Após um período de queda no início do ano, o presidente Lula (PT) registrou um crescimento na avaliação positiva de seu governo, segundo a nova pesquisa Datafolha. O índice de aprovação subiu de 24% em fevereiro para 29%, indicando uma retomada de confiança. A parcela que considera o governo ruim ou péssimo recuou de 41% para 38%, enquanto os que avaliam a gestão como regular se mantêm em 32%. O Datafolha ouviu 3.054 pessoas em 172 municípios entre terça (1º) e quinta-feira (3), com margem de erro de 2 pontos percentuais.

Fonte: Pesquisa Datafolha realizada presencialmente com 3.054 pessoas de 16 anos ou mais em 172 municípios pelo Brasil nos dias 1 a 3 abr.; a margem de erro é de 2 p.p., para mais ou para menos
Fonte: Pesquisa Datafolha / Gráfico: Folha de São Paulo

Apesar de ainda estar abaixo dos patamares anteriores, a melhora recente sinaliza uma reversão na tendência de queda. Em dezembro, a aprovação era de 35%, contra 34% de reprovação, mostrando que o governo busca recuperar espaço.

Lula enfrentou desafios como a alta nos preços dos alimentos e desinformação sobre medidas econômicas, mas ajustes na comunicação, como a entrada do marqueteiro Sidônio Palmeira na Secom, podem estar contribuindo para a recuperação.

Comparado a momentos históricos, o atual índice de 29% se assemelha aos 28% registrados em 2005, durante o primeiro mandato. Em contraste, em maio de 2021, Jair Bolsonaro (PL) tinha 24% de avaliação positiva.

Fonte: Pesquisas Datafolha realizadas em cerca de dois anos e quatro meses após o início de cada mandato presidencial, com variações entre número de cidades e respondentes
Fonte: Pesquisa Datafolha / Gráfico: Folha de São Paulo

Quando questionados sobre a aprovação geral do governo, os números estão equilibrados: 48% aprovam e 49% desaprovam, dentro da margem de erro. Outros 3% não souberam responder.
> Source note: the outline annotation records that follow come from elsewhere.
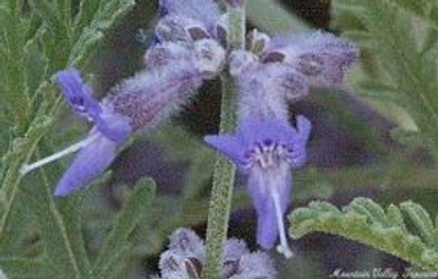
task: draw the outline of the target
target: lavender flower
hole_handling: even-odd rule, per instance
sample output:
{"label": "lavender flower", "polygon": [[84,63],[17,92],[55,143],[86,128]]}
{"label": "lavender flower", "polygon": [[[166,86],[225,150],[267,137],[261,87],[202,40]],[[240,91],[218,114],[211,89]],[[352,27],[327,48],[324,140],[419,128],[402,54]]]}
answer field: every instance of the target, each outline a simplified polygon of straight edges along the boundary
{"label": "lavender flower", "polygon": [[[155,279],[198,279],[205,261],[205,245],[192,230],[177,229],[168,251],[160,256],[161,277]],[[272,279],[275,269],[264,253],[250,253],[243,241],[228,240],[222,256],[222,279]]]}
{"label": "lavender flower", "polygon": [[84,147],[56,186],[55,196],[67,196],[85,186],[112,163],[115,149],[129,136],[131,127],[128,117],[92,97],[90,86],[82,82],[78,70],[58,72],[57,81],[73,111],[94,123],[94,128],[82,141]]}
{"label": "lavender flower", "polygon": [[330,33],[274,37],[261,55],[263,62],[281,62],[304,74],[312,86],[339,85],[344,72],[358,58],[358,49],[347,39]]}
{"label": "lavender flower", "polygon": [[257,212],[257,243],[272,248],[278,233],[279,249],[290,255],[283,214],[291,186],[291,170],[306,162],[311,125],[297,117],[297,128],[280,119],[241,120],[235,135],[207,136],[205,140],[249,176],[247,189]]}

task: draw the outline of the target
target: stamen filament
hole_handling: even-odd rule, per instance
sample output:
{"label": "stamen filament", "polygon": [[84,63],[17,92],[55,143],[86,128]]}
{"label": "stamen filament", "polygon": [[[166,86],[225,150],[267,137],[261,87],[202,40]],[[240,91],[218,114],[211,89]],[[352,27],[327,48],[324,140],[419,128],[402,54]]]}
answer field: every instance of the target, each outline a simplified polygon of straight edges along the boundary
{"label": "stamen filament", "polygon": [[293,256],[293,253],[289,248],[286,239],[285,223],[283,222],[283,213],[280,207],[280,196],[278,195],[278,193],[273,191],[272,197],[274,200],[275,212],[277,214],[278,232],[280,236],[280,244],[277,246],[277,252],[283,254],[286,258],[291,258]]}
{"label": "stamen filament", "polygon": [[42,159],[39,161],[36,161],[36,162],[32,163],[32,164],[23,164],[23,166],[20,168],[20,173],[21,173],[21,175],[25,175],[26,173],[32,172],[35,168],[38,168],[38,167],[41,167],[41,166],[43,166],[45,164],[54,162],[54,161],[56,161],[56,160],[58,160],[58,159],[60,159],[60,158],[62,158],[65,155],[68,155],[70,153],[73,153],[73,152],[87,147],[88,144],[90,144],[94,140],[96,140],[99,136],[100,135],[96,132],[96,133],[92,135],[91,137],[85,138],[84,140],[81,140],[81,141],[79,141],[79,142],[77,142],[77,143],[74,143],[74,144],[72,144],[72,146],[59,151],[59,152],[56,152],[55,154],[46,156],[46,158],[44,158],[44,159]]}

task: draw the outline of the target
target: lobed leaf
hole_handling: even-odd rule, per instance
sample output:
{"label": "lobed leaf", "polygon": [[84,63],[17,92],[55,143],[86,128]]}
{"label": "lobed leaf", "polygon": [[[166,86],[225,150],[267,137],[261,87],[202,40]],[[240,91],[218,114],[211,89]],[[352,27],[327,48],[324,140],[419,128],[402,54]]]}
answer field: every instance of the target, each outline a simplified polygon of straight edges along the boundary
{"label": "lobed leaf", "polygon": [[93,270],[95,278],[117,278],[115,272],[129,256],[129,236],[139,221],[148,214],[154,193],[154,183],[142,179],[136,186],[118,213],[110,235],[99,252]]}
{"label": "lobed leaf", "polygon": [[[339,211],[326,201],[312,201],[289,214],[289,234],[299,239],[312,232],[336,234],[411,261],[424,269],[438,268],[436,228],[427,211],[413,201],[387,210],[368,198],[355,198]],[[420,235],[410,232],[405,216]]]}

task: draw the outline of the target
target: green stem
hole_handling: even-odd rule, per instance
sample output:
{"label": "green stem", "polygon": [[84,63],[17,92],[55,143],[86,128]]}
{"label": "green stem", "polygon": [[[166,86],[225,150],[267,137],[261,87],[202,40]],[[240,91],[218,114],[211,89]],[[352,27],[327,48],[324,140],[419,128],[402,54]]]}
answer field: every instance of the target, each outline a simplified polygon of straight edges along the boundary
{"label": "green stem", "polygon": [[[233,9],[227,7],[229,13],[228,49],[243,48],[245,35],[244,4]],[[235,95],[233,80],[227,73],[222,80],[222,103],[220,114],[220,133],[232,132],[235,127]],[[207,256],[203,278],[218,279],[221,268],[223,247],[227,241],[228,220],[231,210],[235,167],[224,156],[217,154],[210,207],[207,223]]]}

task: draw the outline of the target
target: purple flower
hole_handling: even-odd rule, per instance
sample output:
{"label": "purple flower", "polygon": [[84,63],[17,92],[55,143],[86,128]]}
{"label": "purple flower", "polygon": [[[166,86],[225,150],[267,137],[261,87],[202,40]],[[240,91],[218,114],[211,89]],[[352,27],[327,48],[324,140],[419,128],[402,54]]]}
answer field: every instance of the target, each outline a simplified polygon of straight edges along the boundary
{"label": "purple flower", "polygon": [[[243,241],[227,240],[220,278],[275,278],[273,261],[265,253],[251,253]],[[170,236],[168,249],[160,256],[161,277],[153,279],[197,279],[205,263],[205,245],[192,230],[181,228]]]}
{"label": "purple flower", "polygon": [[247,190],[257,212],[257,243],[272,248],[280,234],[279,249],[288,251],[283,214],[292,187],[291,170],[306,162],[310,121],[297,117],[297,128],[279,119],[241,120],[235,135],[207,136],[206,142],[246,174]]}
{"label": "purple flower", "polygon": [[129,118],[112,112],[92,97],[92,90],[84,84],[76,69],[57,73],[58,85],[74,112],[94,123],[82,149],[64,173],[55,196],[67,196],[85,186],[113,162],[115,150],[131,132]]}
{"label": "purple flower", "polygon": [[206,30],[211,30],[221,15],[212,0],[160,0],[161,15],[177,16],[197,21]]}

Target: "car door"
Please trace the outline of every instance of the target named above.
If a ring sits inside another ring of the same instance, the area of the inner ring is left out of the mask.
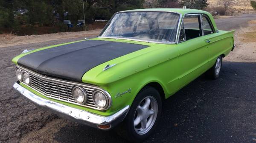
[[[178,48],[182,87],[207,69],[209,43],[204,37],[201,14],[186,14],[181,25]]]

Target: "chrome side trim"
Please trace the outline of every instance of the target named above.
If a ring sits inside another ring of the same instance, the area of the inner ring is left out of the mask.
[[[31,49],[31,50],[28,50],[28,49],[26,49],[24,50],[23,52],[22,52],[21,53],[21,54],[22,53],[28,53],[28,52],[30,52],[31,51],[32,51],[33,50],[34,50],[35,49]]]
[[[40,107],[49,109],[64,118],[95,128],[97,128],[97,125],[116,125],[124,119],[129,109],[127,105],[111,115],[103,116],[42,98],[17,82],[13,87]]]
[[[234,50],[234,49],[235,48],[235,47],[236,47],[236,44],[233,45],[233,47],[232,47],[232,49],[231,49],[231,51],[233,51],[233,50]]]

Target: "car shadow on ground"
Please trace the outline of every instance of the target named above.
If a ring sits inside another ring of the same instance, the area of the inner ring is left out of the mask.
[[[224,62],[220,77],[200,76],[163,102],[161,121],[145,143],[256,140],[256,63]],[[68,122],[68,121],[67,121]],[[125,143],[106,132],[68,122],[61,143]]]

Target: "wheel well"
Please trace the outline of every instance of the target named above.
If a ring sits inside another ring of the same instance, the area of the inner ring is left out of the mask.
[[[159,92],[159,94],[160,94],[160,95],[162,99],[165,99],[166,98],[162,86],[161,86],[159,83],[157,82],[152,82],[148,84],[145,86],[151,86],[154,88],[158,91],[158,92]]]

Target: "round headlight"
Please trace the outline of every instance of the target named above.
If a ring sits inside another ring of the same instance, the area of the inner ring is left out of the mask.
[[[16,69],[16,77],[20,81],[22,81],[22,73],[20,69],[18,68]]]
[[[93,100],[95,105],[100,109],[105,109],[108,106],[108,100],[107,96],[99,91],[93,94]]]
[[[28,73],[25,71],[23,72],[23,73],[22,74],[22,79],[23,79],[23,81],[25,82],[25,84],[28,85],[30,85],[31,80],[30,80],[29,75]]]
[[[72,90],[72,95],[76,102],[80,104],[86,102],[86,93],[82,88],[76,87]]]

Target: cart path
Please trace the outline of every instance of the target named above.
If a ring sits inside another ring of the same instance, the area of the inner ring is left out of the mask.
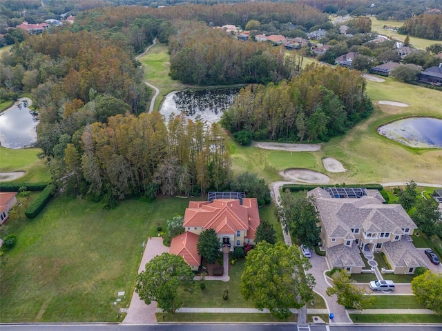
[[[144,50],[144,52],[143,52],[142,53],[141,53],[139,55],[137,55],[135,57],[135,59],[137,60],[141,57],[142,57],[146,53],[147,53],[148,52],[148,50],[151,49],[151,48],[152,46],[155,46],[155,43],[157,43],[157,38],[156,37],[152,41],[152,45],[149,46],[147,48],[146,48],[146,50]],[[160,94],[160,90],[158,89],[158,88],[157,88],[156,86],[153,86],[152,84],[151,84],[150,83],[148,83],[147,81],[144,81],[144,83],[146,85],[147,85],[149,88],[151,88],[155,90],[155,94],[153,94],[153,97],[152,97],[152,100],[151,100],[151,106],[149,106],[149,111],[148,111],[148,112],[152,112],[152,111],[153,111],[153,106],[155,105],[155,101],[156,100],[157,97],[158,97],[158,94]]]

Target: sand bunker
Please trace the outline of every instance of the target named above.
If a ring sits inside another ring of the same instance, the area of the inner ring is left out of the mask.
[[[376,77],[376,76],[372,76],[368,74],[364,74],[362,75],[362,77],[364,77],[365,79],[368,79],[369,81],[377,81],[378,83],[382,83],[383,81],[385,81],[385,80],[383,78]]]
[[[330,181],[328,176],[308,169],[287,169],[282,174],[295,181],[311,184],[327,184]]]
[[[388,105],[388,106],[394,106],[396,107],[408,107],[410,105],[408,103],[404,103],[403,102],[398,102],[398,101],[386,101],[385,100],[381,100],[378,101],[379,105]]]
[[[0,172],[0,181],[13,181],[25,174],[24,171],[15,171],[14,172]]]
[[[253,146],[263,150],[287,152],[317,152],[320,150],[320,143],[254,143]]]
[[[331,157],[323,159],[323,164],[327,171],[329,171],[330,172],[345,172],[347,171],[343,164],[336,159]]]

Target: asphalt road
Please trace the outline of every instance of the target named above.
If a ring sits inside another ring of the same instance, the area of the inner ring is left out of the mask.
[[[328,328],[327,328],[328,326]],[[1,331],[298,331],[294,323],[247,324],[163,324],[128,325],[122,324],[0,324]],[[304,328],[299,331],[307,331]],[[311,331],[442,331],[442,325],[311,325]]]

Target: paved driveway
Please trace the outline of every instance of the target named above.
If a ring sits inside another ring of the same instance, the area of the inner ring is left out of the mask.
[[[169,252],[169,248],[163,245],[162,238],[151,238],[147,241],[143,258],[142,259],[138,273],[144,271],[146,263],[157,255],[161,255],[164,252]],[[155,313],[157,309],[157,303],[153,302],[146,305],[144,301],[135,292],[132,296],[131,305],[127,312],[127,315],[123,321],[124,324],[144,324],[157,323]]]
[[[425,255],[425,250],[426,250],[426,248],[418,248],[417,250],[419,252],[419,254],[422,256],[422,259],[423,259],[423,261],[425,261],[425,263],[427,263],[427,268],[428,269],[430,269],[431,271],[432,271],[433,272],[439,272],[439,273],[442,273],[442,264],[433,264],[430,262],[430,259],[428,259],[428,257],[427,257],[427,255]],[[442,258],[442,257],[438,257],[439,259]]]

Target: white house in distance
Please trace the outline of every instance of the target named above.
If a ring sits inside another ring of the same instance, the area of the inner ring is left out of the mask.
[[[401,205],[384,204],[377,190],[316,188],[308,195],[315,198],[332,268],[360,273],[362,251],[384,252],[396,274],[413,274],[417,267],[426,267],[410,237],[417,226]]]
[[[171,243],[170,252],[182,256],[193,270],[201,263],[196,245],[198,236],[206,229],[214,229],[222,247],[229,247],[231,251],[237,246],[255,244],[260,224],[256,198],[234,195],[238,192],[216,193],[229,193],[232,197],[189,201],[183,221],[185,232],[173,237]]]

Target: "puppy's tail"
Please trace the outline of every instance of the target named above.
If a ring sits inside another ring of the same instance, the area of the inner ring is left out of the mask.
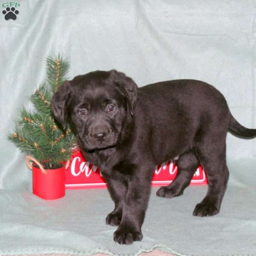
[[[256,129],[249,129],[240,125],[231,115],[228,129],[231,133],[244,138],[253,138],[256,136]]]

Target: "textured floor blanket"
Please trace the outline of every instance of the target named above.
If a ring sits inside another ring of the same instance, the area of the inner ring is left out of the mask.
[[[31,192],[24,156],[6,140],[46,77],[46,57],[58,53],[70,61],[70,79],[116,69],[139,86],[204,81],[224,95],[239,122],[256,128],[256,7],[255,0],[0,2],[0,255],[137,255],[158,247],[256,255],[256,139],[228,134],[230,178],[219,214],[192,216],[207,186],[170,200],[157,198],[153,188],[143,239],[127,246],[114,242],[116,228],[105,223],[113,207],[107,190],[42,200]]]

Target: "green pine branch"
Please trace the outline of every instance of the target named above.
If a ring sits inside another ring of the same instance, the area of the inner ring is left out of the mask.
[[[47,77],[52,93],[55,93],[65,80],[64,76],[69,69],[68,62],[59,55],[55,59],[47,58]]]

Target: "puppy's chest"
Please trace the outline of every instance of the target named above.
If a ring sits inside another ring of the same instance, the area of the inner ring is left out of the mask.
[[[137,165],[130,162],[121,160],[114,154],[106,156],[100,154],[88,156],[88,160],[98,166],[104,175],[112,178],[122,180],[127,180],[132,176],[137,168]]]

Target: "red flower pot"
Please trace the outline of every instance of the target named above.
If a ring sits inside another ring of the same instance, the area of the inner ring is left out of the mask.
[[[65,167],[46,169],[46,173],[32,165],[33,193],[47,200],[60,198],[65,195]]]

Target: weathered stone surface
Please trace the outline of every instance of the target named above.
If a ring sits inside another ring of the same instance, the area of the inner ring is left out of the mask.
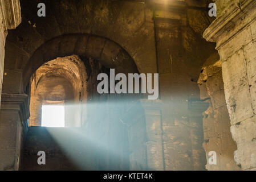
[[[208,170],[239,170],[234,160],[234,151],[237,146],[230,133],[230,120],[226,105],[221,62],[219,57],[210,56],[202,67],[198,78],[201,98],[206,96],[210,100],[204,113],[204,148],[206,152]],[[214,61],[215,60],[215,61]],[[206,82],[205,82],[206,81]],[[207,94],[205,92],[207,92]],[[207,98],[206,97],[206,98]],[[217,164],[210,165],[208,154],[214,151],[217,154]]]
[[[221,2],[225,1],[217,1]],[[255,51],[253,41],[256,2],[251,0],[229,2],[237,3],[229,6],[206,30],[204,35],[208,40],[217,42],[217,49],[224,61],[226,101],[232,136],[237,144],[235,160],[242,169],[250,170],[254,169],[255,165],[253,139],[256,128]]]

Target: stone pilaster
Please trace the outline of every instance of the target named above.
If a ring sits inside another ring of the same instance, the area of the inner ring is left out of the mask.
[[[222,64],[234,159],[243,170],[256,169],[256,1],[233,3],[205,30],[216,42]]]
[[[0,98],[3,82],[5,39],[7,29],[14,29],[21,22],[19,0],[0,0]]]
[[[0,110],[0,170],[18,170],[28,128],[29,99],[25,94],[2,94]]]
[[[140,100],[121,121],[128,127],[131,170],[164,170],[160,100]]]

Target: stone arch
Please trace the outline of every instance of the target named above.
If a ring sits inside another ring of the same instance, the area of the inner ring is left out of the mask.
[[[54,38],[34,52],[25,68],[28,71],[23,75],[23,85],[27,85],[32,73],[43,63],[73,54],[98,60],[105,67],[115,68],[117,73],[138,72],[131,56],[114,42],[86,34],[70,34]]]

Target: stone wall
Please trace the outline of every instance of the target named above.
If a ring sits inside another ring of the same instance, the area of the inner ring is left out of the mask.
[[[19,0],[0,1],[0,97],[3,83],[5,39],[7,29],[14,29],[21,22]],[[0,98],[1,101],[1,98]]]
[[[231,5],[204,36],[217,42],[222,65],[231,133],[237,145],[234,158],[243,170],[256,169],[256,2]]]
[[[198,84],[200,98],[209,103],[204,115],[204,148],[208,160],[208,170],[239,170],[234,160],[237,146],[230,132],[230,120],[225,99],[221,72],[221,62],[216,54],[209,57],[204,64]],[[217,164],[210,164],[208,155],[214,151],[217,154]]]
[[[207,6],[205,1],[172,1],[169,6],[156,1],[152,9],[162,101],[165,169],[204,170],[201,113],[196,114],[188,106],[200,100],[197,80],[202,64],[215,51],[214,45],[202,38],[212,20],[203,8]]]

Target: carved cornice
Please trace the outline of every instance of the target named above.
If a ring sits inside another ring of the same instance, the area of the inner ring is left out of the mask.
[[[216,42],[218,49],[251,22],[256,20],[256,1],[247,0],[243,3],[228,6],[205,30],[203,37]]]
[[[0,9],[6,28],[14,29],[21,23],[19,0],[0,0]]]
[[[1,111],[18,111],[22,122],[30,117],[29,96],[26,94],[2,94]]]

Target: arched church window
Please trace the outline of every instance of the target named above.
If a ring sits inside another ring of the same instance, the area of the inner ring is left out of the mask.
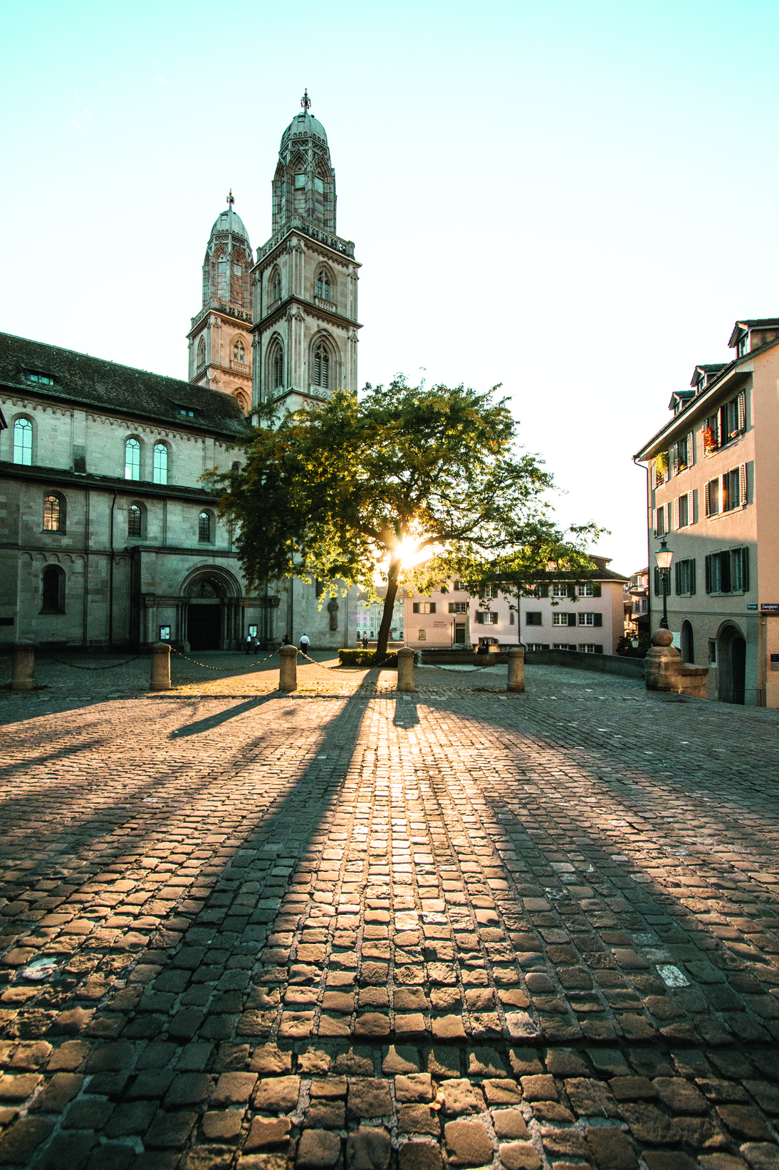
[[[58,496],[47,496],[43,501],[43,531],[60,532],[62,524],[62,509]]]
[[[14,422],[14,463],[29,467],[33,462],[33,424],[29,419]]]
[[[154,483],[167,483],[167,447],[154,443]]]
[[[124,445],[124,477],[140,479],[140,443],[137,439],[127,439]]]
[[[323,390],[330,385],[330,355],[324,345],[317,345],[313,352],[313,385]]]
[[[140,536],[143,529],[143,512],[138,504],[130,504],[127,509],[127,536]]]

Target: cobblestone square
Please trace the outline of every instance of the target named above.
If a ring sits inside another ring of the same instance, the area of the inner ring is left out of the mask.
[[[774,711],[222,660],[0,693],[0,1165],[779,1170]]]

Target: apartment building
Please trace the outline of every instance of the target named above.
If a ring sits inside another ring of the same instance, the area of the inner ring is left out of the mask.
[[[471,597],[466,581],[449,581],[448,592],[406,597],[406,645],[415,649],[447,646],[523,644],[528,649],[571,649],[613,654],[622,636],[623,586],[627,578],[593,557],[597,571],[582,584],[539,585],[535,597],[503,593]]]
[[[726,364],[697,365],[646,463],[653,581],[687,662],[711,666],[710,697],[779,707],[779,318],[737,321]],[[654,567],[664,539],[668,574]]]

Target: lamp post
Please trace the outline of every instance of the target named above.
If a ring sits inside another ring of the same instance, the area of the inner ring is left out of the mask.
[[[663,583],[663,617],[660,622],[661,629],[668,629],[668,593],[670,584],[670,563],[674,559],[674,553],[666,544],[666,537],[660,542],[660,548],[655,552],[655,558],[657,560],[657,567],[660,569],[660,577]]]

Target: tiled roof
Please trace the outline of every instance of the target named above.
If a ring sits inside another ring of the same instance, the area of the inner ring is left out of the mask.
[[[43,374],[54,383],[34,381],[30,374]],[[0,385],[63,402],[213,431],[227,439],[247,433],[241,407],[221,391],[11,333],[0,333]],[[181,410],[193,415],[182,415]]]

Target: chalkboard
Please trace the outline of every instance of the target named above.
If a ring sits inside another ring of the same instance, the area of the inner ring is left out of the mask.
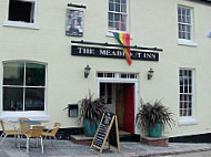
[[[109,144],[111,146],[118,147],[115,123],[112,124],[112,127],[109,134]]]
[[[118,153],[120,153],[118,121],[117,115],[113,113],[103,114],[96,136],[92,140],[91,148],[97,147],[100,149],[100,153],[102,153],[107,139],[109,139],[109,146],[111,145],[117,147]]]

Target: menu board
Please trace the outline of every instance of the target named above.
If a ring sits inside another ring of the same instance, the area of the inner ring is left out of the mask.
[[[120,153],[118,121],[113,113],[103,114],[101,123],[92,140],[91,148],[97,147],[100,149],[100,153],[102,153],[107,139],[109,139],[109,146],[111,145],[117,147]]]

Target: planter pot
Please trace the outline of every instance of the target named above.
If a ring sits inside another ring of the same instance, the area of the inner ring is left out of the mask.
[[[149,124],[148,127],[148,133],[149,133],[149,137],[161,137],[162,135],[162,123],[157,123],[157,126],[153,126],[151,124]]]
[[[84,135],[88,137],[93,137],[99,124],[100,119],[97,121],[97,123],[91,123],[90,119],[84,119]]]

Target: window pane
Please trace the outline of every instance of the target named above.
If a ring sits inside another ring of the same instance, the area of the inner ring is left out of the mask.
[[[109,2],[109,11],[114,11],[114,6],[112,2]]]
[[[23,111],[23,88],[3,87],[3,111]]]
[[[44,111],[44,88],[26,88],[24,111]]]
[[[121,3],[125,3],[125,0],[121,0]]]
[[[178,14],[182,14],[180,7],[178,8]]]
[[[125,6],[125,3],[121,4],[121,12],[127,12],[127,6]]]
[[[119,3],[115,3],[115,11],[120,12],[120,4]]]
[[[10,0],[8,20],[33,23],[33,12],[34,2]]]
[[[113,21],[113,13],[109,13],[109,21]]]
[[[120,21],[120,14],[114,14],[114,21]]]
[[[121,31],[125,31],[125,23],[121,22]]]
[[[113,24],[114,24],[113,22],[109,21],[109,29],[113,29],[113,27],[114,27]]]
[[[23,85],[24,63],[3,64],[3,85]]]
[[[122,15],[121,15],[121,21],[122,21],[122,22],[127,22],[127,15],[122,14]]]
[[[26,85],[44,86],[46,67],[41,64],[27,63],[26,65]]]

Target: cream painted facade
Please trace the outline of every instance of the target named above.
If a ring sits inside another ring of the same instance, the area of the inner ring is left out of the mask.
[[[70,1],[37,0],[36,28],[7,25],[8,0],[0,4],[0,100],[2,102],[3,63],[7,61],[32,61],[47,66],[46,111],[44,112],[3,112],[0,117],[18,119],[27,116],[43,122],[61,122],[62,128],[79,127],[76,117],[68,117],[63,111],[70,103],[77,103],[89,90],[99,93],[97,72],[138,73],[135,90],[135,112],[139,100],[163,98],[165,106],[174,113],[175,126],[168,129],[168,136],[211,133],[211,4],[188,0],[129,0],[129,33],[131,45],[158,46],[163,49],[159,62],[87,57],[71,55],[71,41],[109,42],[118,44],[108,33],[107,0],[72,0],[86,4],[87,9],[67,7]],[[181,45],[178,40],[178,6],[193,10],[193,43]],[[67,9],[82,10],[83,36],[66,35]],[[84,78],[84,66],[91,72]],[[147,78],[149,69],[154,70],[152,80]],[[179,70],[194,70],[194,118],[181,122],[179,115]],[[1,103],[2,104],[2,103]],[[2,105],[1,105],[2,106]],[[138,128],[135,130],[139,133]]]

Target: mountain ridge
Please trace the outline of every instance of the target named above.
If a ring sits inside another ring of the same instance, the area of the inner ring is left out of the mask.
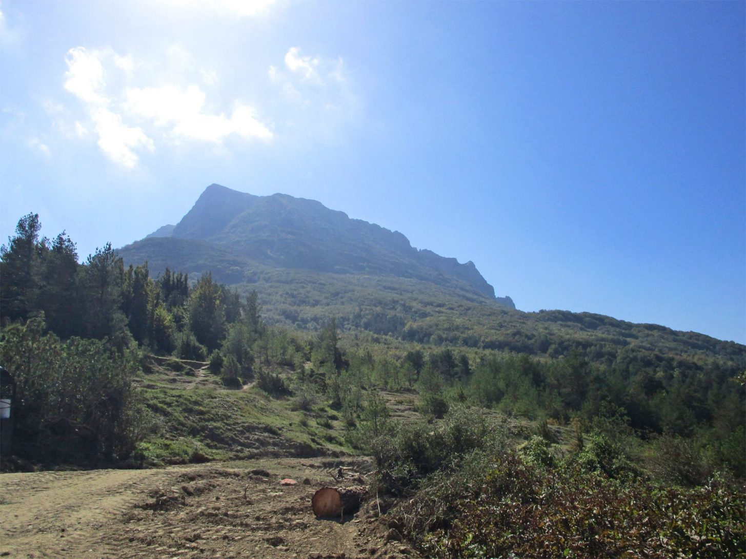
[[[492,286],[471,261],[461,264],[455,258],[418,250],[398,231],[351,218],[318,200],[284,194],[256,196],[211,184],[175,226],[164,226],[119,252],[127,256],[136,245],[135,252],[142,252],[142,241],[154,238],[210,243],[234,261],[229,268],[243,268],[245,271],[258,264],[332,274],[410,277],[458,288],[465,284],[491,301],[515,308],[510,297],[495,297]],[[158,248],[163,251],[165,247]],[[184,252],[183,246],[178,250]],[[182,262],[175,259],[170,267],[181,269]],[[229,275],[221,279],[232,283],[240,274],[233,270]]]

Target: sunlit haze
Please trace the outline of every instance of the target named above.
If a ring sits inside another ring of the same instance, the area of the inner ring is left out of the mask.
[[[518,309],[746,342],[746,4],[0,3],[0,237],[208,185],[471,260]]]

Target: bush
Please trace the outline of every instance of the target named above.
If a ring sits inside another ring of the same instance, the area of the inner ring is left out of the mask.
[[[212,353],[210,354],[210,364],[208,367],[210,372],[213,375],[220,374],[220,371],[223,370],[223,354],[219,351],[216,350]]]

Fonte: Pesquisa Datafolha realizada presencialmente com 3.054 pessoas de 16 anos ou mais em 172 municípios pelo Brasil nos dias 1 a 3 abr.; a margem de erro é de 2 p.p., para mais ou para menos
Fonte: Pesquisa Datafolha / Gráfico: Folha de São Paulo

A expectativa sobre o futuro do governo também apresenta equilíbrio, com 35% acreditando em um desempenho positivo e 35% projetando cenário negativo. Embora ainda distante do otimismo inicial do mandato, a estabilização é um passo importante.

Fonte: Pesquisa Datafolha realizada presencialmente com 3.054 pessoas de 16 anos ou mais em 172 municípios pelo Brasil nos dias 1 a 3 abr.; a margem de erro é de 2 p.p., para mais ou para menos
Fonte: Pesquisa Datafolha / Gráfico: Folha de São Paulo

Entre as mulheres, a aprovação subiu de 24% para 30%, enquanto entre os mais pobres ficou em 30%, mantendo-se como um dos grupos de maior apoio. Destaque também para a melhora entre pessoas com ensino superior e nas faixas de renda mais altas.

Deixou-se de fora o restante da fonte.